Directeur Sportif Patxi Vila was proud of the work that the team put in today, and full of praise for all the riders. “It’s a really nice win after the effort the guys put in. The team was fantastic – we didn’t get any help in chasing and it was a long, long stage but they were 300% committed to the task.
“Even though we knew the final would be hard for Peter, when you have a leader like him then everybody pulls together and gives that extra bit to make it work.”
The fourth stage came the day after the toughest of the race, but there was no rest for the riders with the longest stage of the week at 217km. To make things harder the peloton wasn’t in the mood to let the early breakaway attempts go clear and despite a number of strong moves, after 50km the group was still all together.

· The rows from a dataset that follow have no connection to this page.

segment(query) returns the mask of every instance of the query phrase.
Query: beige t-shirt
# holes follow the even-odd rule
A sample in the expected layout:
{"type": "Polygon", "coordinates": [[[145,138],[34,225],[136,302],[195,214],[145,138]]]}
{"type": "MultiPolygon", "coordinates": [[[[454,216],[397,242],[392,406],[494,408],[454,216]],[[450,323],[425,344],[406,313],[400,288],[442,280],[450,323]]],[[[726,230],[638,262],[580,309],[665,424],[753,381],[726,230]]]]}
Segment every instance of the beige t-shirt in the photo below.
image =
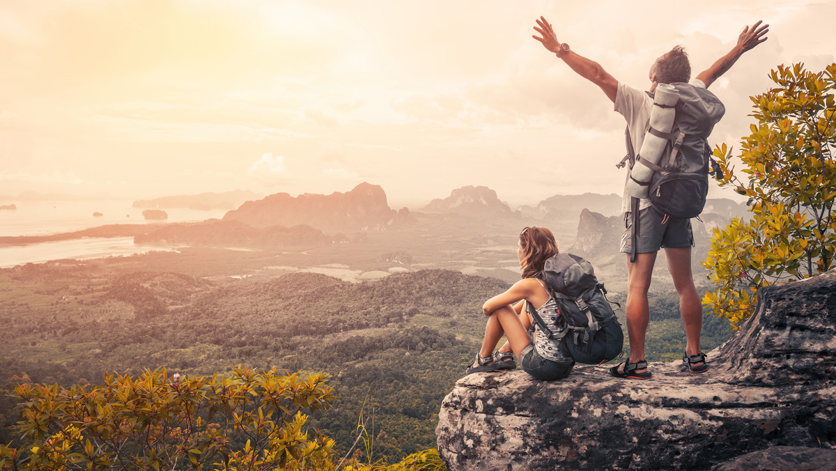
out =
{"type": "MultiPolygon", "coordinates": [[[[706,84],[699,79],[692,79],[690,84],[695,87],[706,88],[706,84]]],[[[653,110],[653,99],[647,92],[640,91],[633,87],[619,82],[618,90],[615,92],[615,111],[621,114],[627,120],[627,129],[630,131],[630,141],[633,141],[633,151],[638,154],[641,149],[641,145],[645,141],[645,134],[647,132],[648,124],[650,122],[650,111],[653,110]]],[[[624,197],[621,200],[621,211],[630,212],[630,196],[627,192],[627,181],[630,178],[630,172],[624,178],[624,197]]],[[[644,209],[650,206],[650,202],[642,198],[639,202],[639,209],[644,209]]]]}

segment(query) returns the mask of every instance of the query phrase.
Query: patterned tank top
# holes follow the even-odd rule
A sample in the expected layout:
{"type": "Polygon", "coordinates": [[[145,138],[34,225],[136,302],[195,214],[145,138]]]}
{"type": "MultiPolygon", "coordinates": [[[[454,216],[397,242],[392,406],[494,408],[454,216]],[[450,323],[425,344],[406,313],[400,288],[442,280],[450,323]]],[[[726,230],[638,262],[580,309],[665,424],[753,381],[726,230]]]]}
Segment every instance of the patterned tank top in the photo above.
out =
{"type": "MultiPolygon", "coordinates": [[[[543,289],[546,289],[545,284],[539,279],[534,279],[543,286],[543,289]]],[[[537,313],[540,315],[543,318],[543,321],[546,323],[546,325],[552,330],[552,332],[557,334],[561,332],[565,329],[565,323],[560,315],[560,309],[558,307],[558,301],[553,297],[552,294],[546,289],[548,293],[548,300],[547,300],[542,306],[537,309],[537,313]]],[[[528,315],[531,317],[531,314],[528,315]]],[[[532,320],[533,325],[536,325],[533,323],[533,319],[532,320]]],[[[537,327],[534,335],[534,348],[537,349],[537,352],[540,354],[540,356],[551,360],[553,361],[573,361],[570,356],[566,356],[563,353],[563,349],[555,344],[553,341],[546,336],[546,333],[542,331],[539,327],[537,327]]]]}

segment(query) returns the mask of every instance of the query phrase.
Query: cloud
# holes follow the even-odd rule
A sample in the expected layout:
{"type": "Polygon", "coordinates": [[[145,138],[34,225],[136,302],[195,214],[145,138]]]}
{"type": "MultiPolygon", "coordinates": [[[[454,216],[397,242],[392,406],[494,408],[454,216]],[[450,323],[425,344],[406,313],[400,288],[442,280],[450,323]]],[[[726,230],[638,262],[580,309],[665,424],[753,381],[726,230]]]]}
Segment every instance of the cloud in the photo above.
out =
{"type": "Polygon", "coordinates": [[[329,129],[337,128],[337,119],[331,116],[324,115],[322,111],[317,111],[316,110],[308,110],[305,111],[305,116],[314,120],[319,125],[323,127],[327,127],[329,129]]]}
{"type": "Polygon", "coordinates": [[[27,182],[31,183],[80,185],[84,183],[79,176],[72,172],[55,171],[52,173],[28,173],[26,172],[0,173],[0,182],[27,182]]]}
{"type": "Polygon", "coordinates": [[[340,180],[356,180],[360,177],[357,172],[345,170],[344,168],[326,168],[322,172],[327,177],[340,180]]]}
{"type": "Polygon", "coordinates": [[[265,152],[260,159],[250,166],[251,172],[283,173],[285,170],[284,156],[273,156],[273,152],[265,152]]]}

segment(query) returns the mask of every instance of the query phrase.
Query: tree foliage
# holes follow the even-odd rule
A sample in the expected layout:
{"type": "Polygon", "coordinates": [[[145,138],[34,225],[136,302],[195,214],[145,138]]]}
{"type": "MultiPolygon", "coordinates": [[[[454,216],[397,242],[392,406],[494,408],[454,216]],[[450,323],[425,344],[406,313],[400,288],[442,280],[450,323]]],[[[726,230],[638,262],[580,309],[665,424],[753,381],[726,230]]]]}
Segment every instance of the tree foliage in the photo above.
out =
{"type": "MultiPolygon", "coordinates": [[[[333,401],[326,376],[238,366],[230,377],[109,375],[100,387],[23,383],[17,447],[0,446],[0,469],[335,468],[334,443],[304,430],[303,411],[333,401]]],[[[346,461],[344,469],[444,469],[435,450],[395,465],[346,461]]]]}
{"type": "Polygon", "coordinates": [[[757,289],[830,269],[836,253],[836,64],[771,72],[776,86],[752,97],[757,120],[743,138],[742,180],[732,151],[714,151],[721,187],[748,197],[750,218],[715,229],[703,264],[716,289],[703,305],[735,329],[751,316],[757,289]]]}

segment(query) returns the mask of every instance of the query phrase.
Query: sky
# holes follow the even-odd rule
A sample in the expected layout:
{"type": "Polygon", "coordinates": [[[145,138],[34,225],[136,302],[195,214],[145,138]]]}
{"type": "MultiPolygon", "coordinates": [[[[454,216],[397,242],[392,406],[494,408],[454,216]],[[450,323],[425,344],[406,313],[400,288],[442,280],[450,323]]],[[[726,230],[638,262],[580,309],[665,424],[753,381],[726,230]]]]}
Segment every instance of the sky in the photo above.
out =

Ten kilometres later and a break had finally prised itself clear, with seven riders building an advantage of over four minutes by the day’s feedzone at 95.5km, having crossed the day’s first two categorised climbs.
The stage rolled its way north along the Pacific coastway with little flat on offer but it wasn’t until the final 15km that the real test lay.
After the break pulled clear, Tinkoff jerseys were present at the front applying pressure to keep the break in check and helping to reduce the gap to the leaders. Working together they brought the difference down to 2’00” with 20km to go, and this continued to fall as the two final climbs approached.
On the penultimate ascent, Laureles Grade Summit climbing for 5.5km at 5.7% average, the break split up leaving just one rider out front and this also saw the advantage tumble to just a handful of seconds over the top.
After the fast descent came the final uphill, and the steep slopes put an end to the last breakaway rider’s hopes as a select front group passed him and fought their way up the short but very steep ascent.
Sagan was always present in the first few places up the climb, showing that the steep gradients were within him, and proving the strength he has not only in the sprints but also on the Flandrian type climbs.
Over the top the group was together and a group sprint was set. Coming around the final corner, Peter sat in second wheel and as the final effort opened up the result was only going one way.
Today’s fifth stage will take the riders up to over 2,600m altitude on a very tough stage that climbs for what will feel like the majority of the day. The 212km parcours takes in two second category climbs before a final third category ascent to the finish line in South Lake Tahoe.